Most countries meet e-passport deadline

New passports with biometric chips will help DHS officials detect fraudulent documents.

All but three of the 27 countries participating in a program to allow short-term visitors to enter the United States without visas have met a deadline to begin inserting computer chips with biometric data in passports, the Homeland Security Department announced Thursday.

Any passport issued by Visa Waiver Program nations from Oct. 26 on must include the chip, which is designed to curb fraud.

The e-passports only can be used by visitors who are planning on staying 90 days or less. Australia, Japan and more than a dozen European nations participate in the waiver program. It began in 1986, when the State Department was looking for ways to eliminate unnecessary barriers to travel. Since the Sept. 11, 2001, attacks, DHS has become involved, and information security has been given a higher priority.

"The upgrade to e-passports is a significant advance in preventing terrorists from using lost or stolen passports to obtain entry into the United States," DHS Secretary Michael Chertoff said.

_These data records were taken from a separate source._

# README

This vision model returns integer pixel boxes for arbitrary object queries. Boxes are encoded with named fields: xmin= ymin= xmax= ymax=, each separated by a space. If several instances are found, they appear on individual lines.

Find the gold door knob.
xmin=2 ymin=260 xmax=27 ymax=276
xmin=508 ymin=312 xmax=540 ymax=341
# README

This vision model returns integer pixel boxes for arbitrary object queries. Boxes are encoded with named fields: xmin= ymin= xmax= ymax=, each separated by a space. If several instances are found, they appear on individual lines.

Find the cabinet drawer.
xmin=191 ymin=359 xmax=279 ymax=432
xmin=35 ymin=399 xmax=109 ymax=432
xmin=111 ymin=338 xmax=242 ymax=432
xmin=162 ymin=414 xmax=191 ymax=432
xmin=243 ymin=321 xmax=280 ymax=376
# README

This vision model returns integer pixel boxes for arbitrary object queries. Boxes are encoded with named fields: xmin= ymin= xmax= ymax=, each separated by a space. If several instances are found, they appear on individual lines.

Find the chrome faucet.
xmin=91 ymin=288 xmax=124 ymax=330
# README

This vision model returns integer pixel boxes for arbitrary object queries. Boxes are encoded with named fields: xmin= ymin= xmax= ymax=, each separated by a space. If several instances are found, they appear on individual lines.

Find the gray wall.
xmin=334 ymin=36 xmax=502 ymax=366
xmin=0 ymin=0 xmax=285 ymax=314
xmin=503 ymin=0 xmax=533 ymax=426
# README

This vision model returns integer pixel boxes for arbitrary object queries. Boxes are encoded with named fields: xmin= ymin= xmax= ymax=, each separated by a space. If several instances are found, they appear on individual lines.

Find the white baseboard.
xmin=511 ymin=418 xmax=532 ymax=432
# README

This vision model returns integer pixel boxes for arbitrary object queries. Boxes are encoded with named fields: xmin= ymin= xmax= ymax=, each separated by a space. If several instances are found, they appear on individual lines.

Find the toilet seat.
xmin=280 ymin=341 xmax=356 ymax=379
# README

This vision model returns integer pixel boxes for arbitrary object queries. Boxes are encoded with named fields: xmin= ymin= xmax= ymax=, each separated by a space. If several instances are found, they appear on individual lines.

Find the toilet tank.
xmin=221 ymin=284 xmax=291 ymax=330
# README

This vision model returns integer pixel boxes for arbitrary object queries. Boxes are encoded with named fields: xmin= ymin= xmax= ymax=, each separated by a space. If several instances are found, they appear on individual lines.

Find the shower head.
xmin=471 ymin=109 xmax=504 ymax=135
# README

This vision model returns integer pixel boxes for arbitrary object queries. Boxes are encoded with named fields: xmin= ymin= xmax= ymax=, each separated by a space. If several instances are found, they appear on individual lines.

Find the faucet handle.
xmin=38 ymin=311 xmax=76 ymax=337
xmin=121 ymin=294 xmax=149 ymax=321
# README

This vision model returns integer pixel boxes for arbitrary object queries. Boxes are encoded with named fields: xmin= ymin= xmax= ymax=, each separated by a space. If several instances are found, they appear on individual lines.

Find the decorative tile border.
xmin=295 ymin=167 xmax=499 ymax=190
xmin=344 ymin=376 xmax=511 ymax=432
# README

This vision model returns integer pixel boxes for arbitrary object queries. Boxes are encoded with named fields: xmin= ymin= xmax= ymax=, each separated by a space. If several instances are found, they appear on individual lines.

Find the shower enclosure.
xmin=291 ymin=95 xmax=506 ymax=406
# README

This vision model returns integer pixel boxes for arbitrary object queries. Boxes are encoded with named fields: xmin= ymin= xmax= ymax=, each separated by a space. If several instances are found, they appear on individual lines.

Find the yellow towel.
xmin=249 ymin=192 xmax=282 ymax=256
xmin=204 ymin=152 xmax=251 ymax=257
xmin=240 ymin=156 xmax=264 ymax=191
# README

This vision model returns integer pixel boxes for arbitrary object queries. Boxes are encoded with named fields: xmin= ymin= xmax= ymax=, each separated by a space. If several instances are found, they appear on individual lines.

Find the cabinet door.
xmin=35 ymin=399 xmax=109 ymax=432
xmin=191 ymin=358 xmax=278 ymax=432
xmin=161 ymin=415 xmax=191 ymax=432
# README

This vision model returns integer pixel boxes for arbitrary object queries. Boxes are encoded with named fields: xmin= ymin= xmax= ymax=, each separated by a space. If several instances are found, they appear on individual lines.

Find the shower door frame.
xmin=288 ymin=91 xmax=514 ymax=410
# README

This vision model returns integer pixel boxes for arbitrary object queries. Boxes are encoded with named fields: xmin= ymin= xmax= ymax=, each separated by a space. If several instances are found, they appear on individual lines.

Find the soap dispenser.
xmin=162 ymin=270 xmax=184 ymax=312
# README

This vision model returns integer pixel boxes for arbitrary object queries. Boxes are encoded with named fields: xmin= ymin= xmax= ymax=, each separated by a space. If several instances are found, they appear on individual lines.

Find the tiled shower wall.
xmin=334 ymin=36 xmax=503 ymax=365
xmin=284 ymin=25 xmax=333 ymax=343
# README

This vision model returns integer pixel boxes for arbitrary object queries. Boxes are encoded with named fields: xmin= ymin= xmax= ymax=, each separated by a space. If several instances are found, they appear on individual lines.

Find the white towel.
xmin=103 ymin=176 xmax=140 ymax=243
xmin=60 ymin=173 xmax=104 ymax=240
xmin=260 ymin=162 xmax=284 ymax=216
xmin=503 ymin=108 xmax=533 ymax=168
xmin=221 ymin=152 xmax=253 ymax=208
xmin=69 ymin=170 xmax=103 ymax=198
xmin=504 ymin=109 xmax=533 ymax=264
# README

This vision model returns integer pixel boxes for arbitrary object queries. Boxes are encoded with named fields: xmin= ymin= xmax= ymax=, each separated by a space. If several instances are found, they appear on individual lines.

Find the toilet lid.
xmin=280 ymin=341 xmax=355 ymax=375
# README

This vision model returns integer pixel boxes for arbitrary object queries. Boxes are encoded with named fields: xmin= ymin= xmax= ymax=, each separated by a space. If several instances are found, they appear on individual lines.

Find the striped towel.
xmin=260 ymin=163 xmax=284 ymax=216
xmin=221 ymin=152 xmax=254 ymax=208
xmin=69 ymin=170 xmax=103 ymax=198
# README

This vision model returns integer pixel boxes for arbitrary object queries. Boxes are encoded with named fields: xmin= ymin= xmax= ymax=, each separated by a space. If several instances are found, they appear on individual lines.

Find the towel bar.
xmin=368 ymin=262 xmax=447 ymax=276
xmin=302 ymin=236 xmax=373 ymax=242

The three countries that failed to meet the deadline are Brunei, Andorra and Liechtenstein. Visitors from these countries must continue to present a visa along with passports to gain entry to the United States, until their countries get up to speed on the new requirement.

Citizens of the remaining 24 countries must continue to present a visa until they secure one of the new e-passports, with some exceptions. Anyone with a passport issued prior to Oct. 26, 2005, with a "machine readable zone," which is a series of codes at the bottom of the personal information page, may enter without a visa.

Visitors with passports issued in the past year that have a digital photo attached to the personal information page can also enter without a visa. But photographs laminated to the document are not acceptable, DHS said.

The new e-passports contain a marking at the front of the booklet, toward the bottom, that identifies them as the updated version. They will be scanned to ensure that the biometric data -- for example, a digital photograph -- contained within the document is identical to that on the chip. Should the chip's data fail to match, the carrier of the passport will be subject to an additional inspection.

Customs and Border Protection officials, who are charged with checking the various forms of passports visitors present, "have been trained on this," DHS spokeswoman Kimberly Weissman said.